ALBANIA: Podcasts

Beachfront in Sarandë – Source: Rough Guides

Explaining Albania: Blood feuds and honour, a tragic tale of Albanian tradition – An interview with Dr. Elona Prroj, a Protestant minister from Albania who runs an NGO seeking to end blood feuds in the country’s north, where they not only still occur, but have resurged after being suppressed during the communist era. Her own husband was killed in a blood feud, and she is working to both break the cycle with forgiveness (as her own family has done), and to tackle some of the root causes of blood feuds – particularly poverty and limited access to education.

Pendulum Podcast: In And Out Of Octopodi by Lori Lako – Poetic spoken-word reflections by Albanian artists and an interview with an art historian about Albania’s disappearing historical buildings – including the demolition of the National Theatre during the start of the pandemic, despite intensive protests, and on the neglect of the Pyramid of Tirana. They speak of loss of not just cultural heritage, but of local and personal history, and what gets lost as Albania works to wipe away its past.

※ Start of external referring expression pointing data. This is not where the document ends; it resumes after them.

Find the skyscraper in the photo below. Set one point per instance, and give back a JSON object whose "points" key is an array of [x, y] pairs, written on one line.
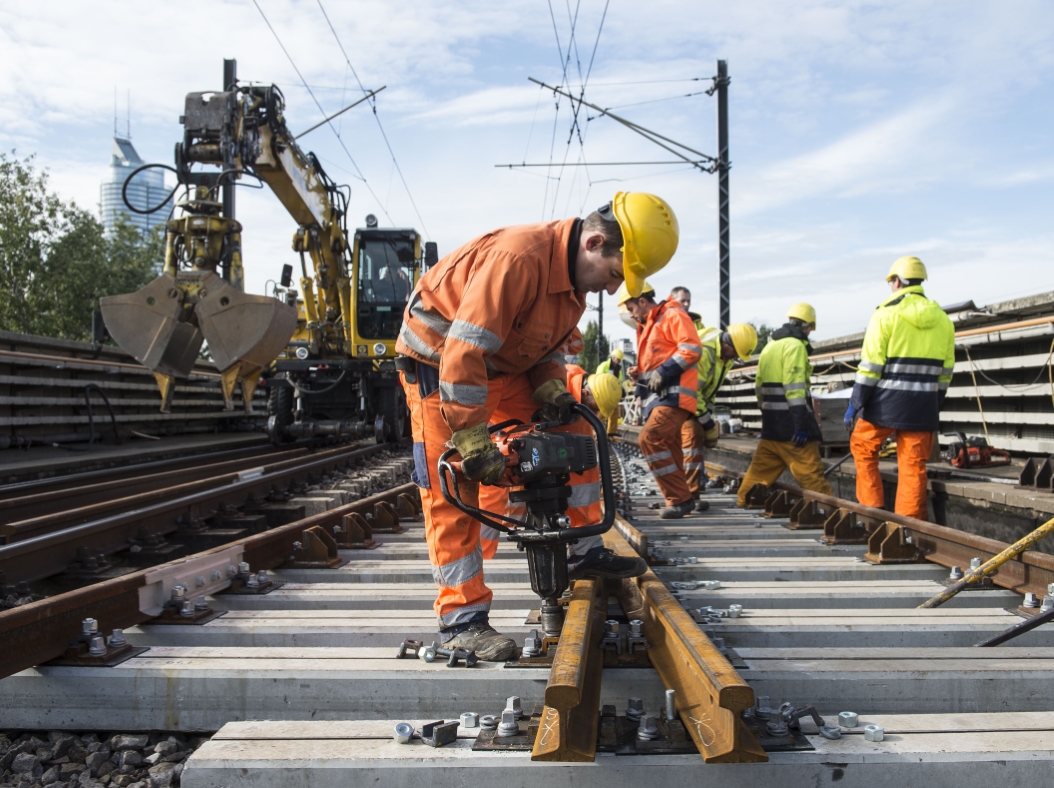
{"points": [[145, 190]]}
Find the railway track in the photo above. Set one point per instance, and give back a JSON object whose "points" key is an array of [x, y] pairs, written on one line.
{"points": [[301, 684]]}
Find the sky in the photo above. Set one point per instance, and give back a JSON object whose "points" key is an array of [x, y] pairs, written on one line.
{"points": [[859, 131]]}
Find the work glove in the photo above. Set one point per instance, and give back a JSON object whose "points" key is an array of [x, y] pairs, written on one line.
{"points": [[656, 381], [558, 404], [481, 460], [850, 415], [710, 433]]}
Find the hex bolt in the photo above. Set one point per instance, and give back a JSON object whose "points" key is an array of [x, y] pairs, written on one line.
{"points": [[648, 730], [508, 726], [670, 705], [874, 733], [635, 709], [404, 732], [97, 647]]}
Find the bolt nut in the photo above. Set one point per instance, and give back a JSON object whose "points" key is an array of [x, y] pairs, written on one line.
{"points": [[874, 733], [97, 647]]}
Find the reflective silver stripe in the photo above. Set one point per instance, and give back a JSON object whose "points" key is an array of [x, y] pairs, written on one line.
{"points": [[491, 534], [476, 335], [463, 394], [914, 369], [459, 571], [584, 494], [417, 345], [649, 458], [461, 615], [908, 385], [436, 322]]}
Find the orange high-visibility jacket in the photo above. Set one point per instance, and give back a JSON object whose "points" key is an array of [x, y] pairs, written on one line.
{"points": [[502, 303], [668, 342]]}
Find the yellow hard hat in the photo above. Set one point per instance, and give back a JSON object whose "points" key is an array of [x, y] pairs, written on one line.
{"points": [[606, 391], [908, 268], [744, 338], [623, 295], [803, 312], [649, 236]]}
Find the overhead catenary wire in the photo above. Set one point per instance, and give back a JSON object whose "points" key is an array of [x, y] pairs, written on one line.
{"points": [[351, 158], [377, 118]]}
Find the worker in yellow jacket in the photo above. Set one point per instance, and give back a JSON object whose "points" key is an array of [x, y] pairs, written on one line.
{"points": [[789, 434]]}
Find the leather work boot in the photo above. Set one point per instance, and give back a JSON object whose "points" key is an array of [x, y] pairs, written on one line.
{"points": [[603, 563], [488, 644], [678, 510]]}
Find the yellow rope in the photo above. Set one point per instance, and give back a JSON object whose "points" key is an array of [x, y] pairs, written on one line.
{"points": [[977, 392]]}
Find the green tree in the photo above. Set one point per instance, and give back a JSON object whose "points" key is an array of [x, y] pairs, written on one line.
{"points": [[56, 259]]}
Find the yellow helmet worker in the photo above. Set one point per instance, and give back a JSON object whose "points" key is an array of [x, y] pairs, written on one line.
{"points": [[649, 235]]}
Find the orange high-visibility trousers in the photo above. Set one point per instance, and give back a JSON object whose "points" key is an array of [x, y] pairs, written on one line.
{"points": [[454, 548], [660, 441], [913, 451], [691, 446]]}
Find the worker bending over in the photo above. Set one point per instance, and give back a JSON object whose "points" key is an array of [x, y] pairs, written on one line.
{"points": [[789, 433], [601, 394], [666, 378], [719, 351], [905, 366], [482, 341]]}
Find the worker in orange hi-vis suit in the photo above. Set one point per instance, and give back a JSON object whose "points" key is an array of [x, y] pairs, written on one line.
{"points": [[666, 377], [481, 341], [601, 393]]}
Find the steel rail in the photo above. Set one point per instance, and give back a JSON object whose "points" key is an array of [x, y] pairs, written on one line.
{"points": [[41, 556], [28, 513], [41, 630], [710, 695]]}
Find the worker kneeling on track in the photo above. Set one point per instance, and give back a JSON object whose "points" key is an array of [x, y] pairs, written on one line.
{"points": [[482, 341], [905, 367], [720, 349], [601, 394], [666, 378], [789, 433]]}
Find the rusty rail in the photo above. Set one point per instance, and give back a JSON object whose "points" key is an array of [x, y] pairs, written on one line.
{"points": [[40, 631], [710, 695]]}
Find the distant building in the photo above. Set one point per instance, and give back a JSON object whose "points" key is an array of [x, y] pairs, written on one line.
{"points": [[145, 190]]}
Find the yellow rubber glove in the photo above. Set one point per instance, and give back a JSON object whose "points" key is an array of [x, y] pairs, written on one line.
{"points": [[481, 460]]}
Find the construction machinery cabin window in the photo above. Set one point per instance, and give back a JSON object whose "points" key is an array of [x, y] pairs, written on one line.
{"points": [[385, 280]]}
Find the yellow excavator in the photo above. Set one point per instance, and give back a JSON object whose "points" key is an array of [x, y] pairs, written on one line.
{"points": [[326, 352]]}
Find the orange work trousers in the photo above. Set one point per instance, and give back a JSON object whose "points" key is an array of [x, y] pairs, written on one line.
{"points": [[691, 446], [660, 441], [913, 451], [454, 549]]}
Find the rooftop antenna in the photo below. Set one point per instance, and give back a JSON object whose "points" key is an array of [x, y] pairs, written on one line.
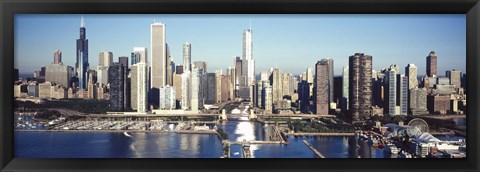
{"points": [[250, 24], [82, 22]]}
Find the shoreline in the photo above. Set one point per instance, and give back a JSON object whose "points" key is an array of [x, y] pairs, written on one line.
{"points": [[320, 134], [122, 131]]}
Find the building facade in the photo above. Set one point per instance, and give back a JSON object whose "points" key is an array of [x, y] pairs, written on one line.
{"points": [[360, 86]]}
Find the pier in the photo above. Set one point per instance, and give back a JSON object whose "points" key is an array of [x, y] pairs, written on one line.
{"points": [[320, 134], [131, 131], [313, 149]]}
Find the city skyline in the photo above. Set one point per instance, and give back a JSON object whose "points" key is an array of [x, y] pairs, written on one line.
{"points": [[219, 55]]}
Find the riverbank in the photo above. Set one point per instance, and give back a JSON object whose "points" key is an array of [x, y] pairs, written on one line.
{"points": [[320, 134]]}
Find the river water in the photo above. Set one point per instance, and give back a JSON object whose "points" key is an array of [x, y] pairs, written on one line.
{"points": [[171, 145]]}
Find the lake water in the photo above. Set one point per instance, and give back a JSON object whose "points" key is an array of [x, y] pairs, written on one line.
{"points": [[171, 145]]}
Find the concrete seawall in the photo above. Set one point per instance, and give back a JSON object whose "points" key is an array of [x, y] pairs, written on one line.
{"points": [[121, 131]]}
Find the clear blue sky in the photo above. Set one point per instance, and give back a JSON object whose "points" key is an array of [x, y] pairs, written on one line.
{"points": [[291, 42]]}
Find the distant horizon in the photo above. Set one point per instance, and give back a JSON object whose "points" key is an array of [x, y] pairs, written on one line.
{"points": [[291, 42]]}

The Pyramid of Tirana – Source

A Coffee in the Accursed Mountains: The one with… mountain tea – A discussion by two British immigrants to Albania about coffee / tea customs and about mountain tea. Mountain tea in southern Albania is the same as the Greek kind, however, in Albania’s north and in Kosovo, mountain tea instead refers to tea made from marjoram instead. I tried the southern kind – it’s quite nice, like an earthier chamomile.

Ottoman History Podcast: Paraskevi Kyrias, Albania, and the United States at the Paris Peace Conference – A look at the post-WWI 1919 Paris Peace Conference through the diary of Paraskevi Kyrias (Parashqevi Qiriazi), one of the few women participating. Kyrias had championed women’s education, had been part of the team that standardized the Albanian alphabet, and advocated for Albania’s independence with skilled diplomacy at the 1919 Conference. The podcast also follows her legacy and the communist Albanian government’s initial rejection of her due to her Protestantism and American connections, and then their subsequent co-opting of her legacy later in her life.